His fingers close around my hand, and I return the action, clutching tightly. Slowly, I pull him in, sliding my arms around him, and hug him close.

"I need to be near you," I whisper. "I need you."

"I'll always be here, Naruto. Always."

"Sasuke, I..." I take a deep breath. I can feel his heart beating against my chest, and my own pumping, not all that quickly, but very distinctly against his. "I can't say it."

His hand rests on the side of my head. He tucks my hair back behind my ear, and a flood of affection overwhelms me. So gentle... So tender. Sasuke.

"Write it," he says. "Remember, if you can't say it, you can always write to me."

"...It doesn't feel the same," I say, still clinging to him. He's still standing strong, holding me gently. "It's not right."

"What are you afraid of?" he asks, not teasingly, but comfortingly. "You know you can tell me anything. There's no reason to be uncomfortable."

I shake my head. "It's not about you. It's... I try not to even think about it. It's my own lack of courage."

"Then try to think about it. Think it through carefully, then talk to me."

I consider this, then nod. "Okay."

Silence envelops us like a blanket, holding us together. I close my eyes, concentrating on the warmth of Sasuke's touch, the life pumping through his veins, the sense of comfort and protection he's projecting. So quietly that the sound barely escapes my mouth, I whisper, "Can I kiss you?"

He squeezes me tightly. "You don't have to ask."
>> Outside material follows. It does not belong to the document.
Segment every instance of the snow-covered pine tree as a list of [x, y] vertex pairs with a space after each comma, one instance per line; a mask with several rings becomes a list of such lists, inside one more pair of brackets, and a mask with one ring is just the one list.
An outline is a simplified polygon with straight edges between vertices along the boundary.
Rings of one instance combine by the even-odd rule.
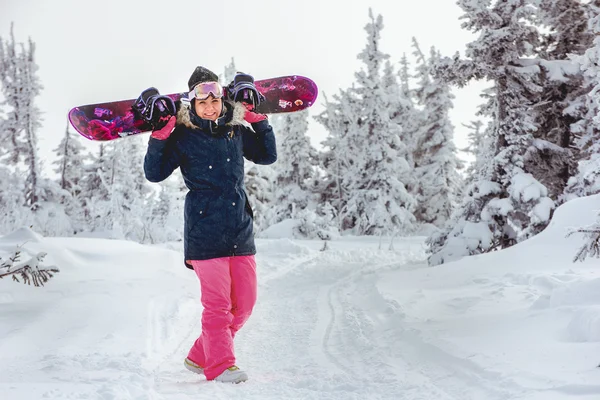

He allows me to pull back a little. I stop for a moment and stare into his eyes, trying to be as aware as possible of this moment, this contact between us. Just us in this little space, in the first place I've ever been able to call home. It's strange to think of how many times I've run these thoughts through my head, and how many times I've taken them for granted. It's been six months since I learned someone loved me, five since I found out who; and I've become so used to it. I can't forget sixteen years of loneliness, but I can cover it up with this overwhelming love.

"Naruto?" he says softly.

"I love you," I say, and press my lips to his.
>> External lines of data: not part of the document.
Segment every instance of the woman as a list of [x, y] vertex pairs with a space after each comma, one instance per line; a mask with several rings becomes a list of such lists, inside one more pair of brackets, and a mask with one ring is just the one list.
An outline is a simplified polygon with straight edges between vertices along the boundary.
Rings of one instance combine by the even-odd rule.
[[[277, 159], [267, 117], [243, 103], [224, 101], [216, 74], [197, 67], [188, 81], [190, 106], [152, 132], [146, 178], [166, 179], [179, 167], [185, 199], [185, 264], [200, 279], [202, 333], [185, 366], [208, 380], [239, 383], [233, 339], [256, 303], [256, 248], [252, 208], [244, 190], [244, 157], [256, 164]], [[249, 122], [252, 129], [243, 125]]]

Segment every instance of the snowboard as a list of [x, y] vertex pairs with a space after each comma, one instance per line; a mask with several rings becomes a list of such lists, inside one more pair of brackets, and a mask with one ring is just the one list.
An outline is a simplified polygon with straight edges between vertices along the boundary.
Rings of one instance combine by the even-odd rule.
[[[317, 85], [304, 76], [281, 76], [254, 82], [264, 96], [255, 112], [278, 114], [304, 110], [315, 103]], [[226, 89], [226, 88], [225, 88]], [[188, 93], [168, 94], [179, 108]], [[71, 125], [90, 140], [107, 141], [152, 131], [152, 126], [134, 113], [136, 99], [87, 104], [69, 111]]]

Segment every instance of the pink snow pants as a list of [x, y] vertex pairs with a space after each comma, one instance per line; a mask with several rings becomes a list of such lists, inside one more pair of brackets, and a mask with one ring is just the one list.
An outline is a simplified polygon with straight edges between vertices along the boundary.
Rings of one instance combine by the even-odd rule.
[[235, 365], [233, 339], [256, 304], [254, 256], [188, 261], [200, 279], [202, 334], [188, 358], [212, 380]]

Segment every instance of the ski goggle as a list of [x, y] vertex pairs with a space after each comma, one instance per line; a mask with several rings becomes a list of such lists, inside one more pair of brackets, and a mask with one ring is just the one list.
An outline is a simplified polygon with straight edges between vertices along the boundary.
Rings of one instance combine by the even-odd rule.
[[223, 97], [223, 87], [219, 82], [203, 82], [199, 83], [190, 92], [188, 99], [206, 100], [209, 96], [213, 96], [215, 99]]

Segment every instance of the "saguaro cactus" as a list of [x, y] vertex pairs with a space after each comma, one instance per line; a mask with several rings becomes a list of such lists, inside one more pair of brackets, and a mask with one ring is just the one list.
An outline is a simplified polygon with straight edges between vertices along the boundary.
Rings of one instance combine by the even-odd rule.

Dinner after that is fairly quiet. We buy our food and bring it back with us to the dorm, where we eat in silence, sitting side by side at Sasuke's desk. In such a small space, we're nearly shoulder to shoulder, but I like it that way. Sasuke's closeness is something I'm so used to that I feel less whole when he's not nearby, as though a part of me is stuck with him. Sometimes his touch comforts me; on rare occasion it makes me uncomfortable, and sometimes it sets my heart on fire. My different reactions to his body have always been separate. So what do I do when the lines start to blur?